EgoSim: Egocentric World Simulator for Embodiment Interaction Generation

Jinkun Hao^1*, Mingda Jia^2*, Ruiyan Wang¹, Xihui Liu³, Ran Yi^1†, Lizhuang Ma^1†, Jiangmiao Pang², Xudong Xu²

¹ Shanghai Jiao Tong University ² Shanghai AI Laboratory ³ The University of Hong Kong

^* Equal Contribution ^† Corresponding Author

Abstract

World simulators generate realistic synthetic observations based on an initial environment state and vivid actions of embodiments within the world. A generalized egocentric world simulator should be capable of generating diverse embodiment-object interactions with high spatial consistency across various real-life scenes. Additionally, it is critical to memorize and update the environment state from its generated observations to enable continuous simulation. To address these challenges, we propose EgoSim, an egocentric world simulator that generates high-quality interactions via dexterous action inputs, while incorporating an updatable interaction-aware 3D state to support continuous simulation.
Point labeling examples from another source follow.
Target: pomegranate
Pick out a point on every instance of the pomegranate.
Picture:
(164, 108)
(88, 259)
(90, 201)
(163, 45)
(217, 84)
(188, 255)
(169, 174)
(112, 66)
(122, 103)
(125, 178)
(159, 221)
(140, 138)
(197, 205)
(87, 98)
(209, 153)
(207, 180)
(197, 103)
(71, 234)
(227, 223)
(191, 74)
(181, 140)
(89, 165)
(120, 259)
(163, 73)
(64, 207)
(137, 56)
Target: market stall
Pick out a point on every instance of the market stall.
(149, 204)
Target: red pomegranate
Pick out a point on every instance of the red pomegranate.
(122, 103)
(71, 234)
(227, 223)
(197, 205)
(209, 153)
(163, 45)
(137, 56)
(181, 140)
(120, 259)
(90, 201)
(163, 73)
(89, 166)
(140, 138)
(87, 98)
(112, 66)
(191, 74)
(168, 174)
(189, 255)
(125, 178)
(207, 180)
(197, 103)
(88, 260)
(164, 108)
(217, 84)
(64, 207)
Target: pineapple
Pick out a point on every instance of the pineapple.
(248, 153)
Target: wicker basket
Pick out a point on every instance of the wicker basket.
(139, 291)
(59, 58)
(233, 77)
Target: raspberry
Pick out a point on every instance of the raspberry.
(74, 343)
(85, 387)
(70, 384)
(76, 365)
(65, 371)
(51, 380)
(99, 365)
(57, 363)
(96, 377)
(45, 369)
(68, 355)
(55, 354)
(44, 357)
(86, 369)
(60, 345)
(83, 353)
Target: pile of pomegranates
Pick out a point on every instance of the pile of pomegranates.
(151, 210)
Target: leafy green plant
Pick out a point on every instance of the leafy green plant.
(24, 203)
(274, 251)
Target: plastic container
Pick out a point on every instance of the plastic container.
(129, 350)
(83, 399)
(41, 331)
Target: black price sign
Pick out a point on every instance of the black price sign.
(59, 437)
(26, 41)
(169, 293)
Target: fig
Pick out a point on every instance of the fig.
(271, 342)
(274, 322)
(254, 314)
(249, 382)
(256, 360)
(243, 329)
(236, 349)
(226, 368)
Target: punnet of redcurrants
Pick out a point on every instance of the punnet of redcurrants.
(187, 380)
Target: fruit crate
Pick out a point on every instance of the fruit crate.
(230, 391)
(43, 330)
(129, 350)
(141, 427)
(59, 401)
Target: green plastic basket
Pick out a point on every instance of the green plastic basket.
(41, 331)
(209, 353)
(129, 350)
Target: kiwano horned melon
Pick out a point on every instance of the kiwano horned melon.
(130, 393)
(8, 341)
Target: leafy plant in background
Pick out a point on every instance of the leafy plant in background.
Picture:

For improved generalization, we design a scalable data pipeline that extracts high-quality scene-interaction pairs from in-the-wild egocentric videos. Extensive experiments demonstrate that EgoSim outperforms existing methods in interaction quality, diversity, spatial consistency, and generalization, while also achieving continuous generation ability.

EgoSim Given an initial 3D state and a sequence of actions, EgoSim generates temporally and spatially consistent egocentric observations and high-quality dexterous interactions. EgoSim also persistently updates a 3D state for continuous simulation. We propose a data curation pipeline that strengthens the generalization ability of EgoSim with scalable scene-interaction pairs. EgoSim could transfer to in-the-wild real scenes and multiple embodiments with few-shot demonstrations.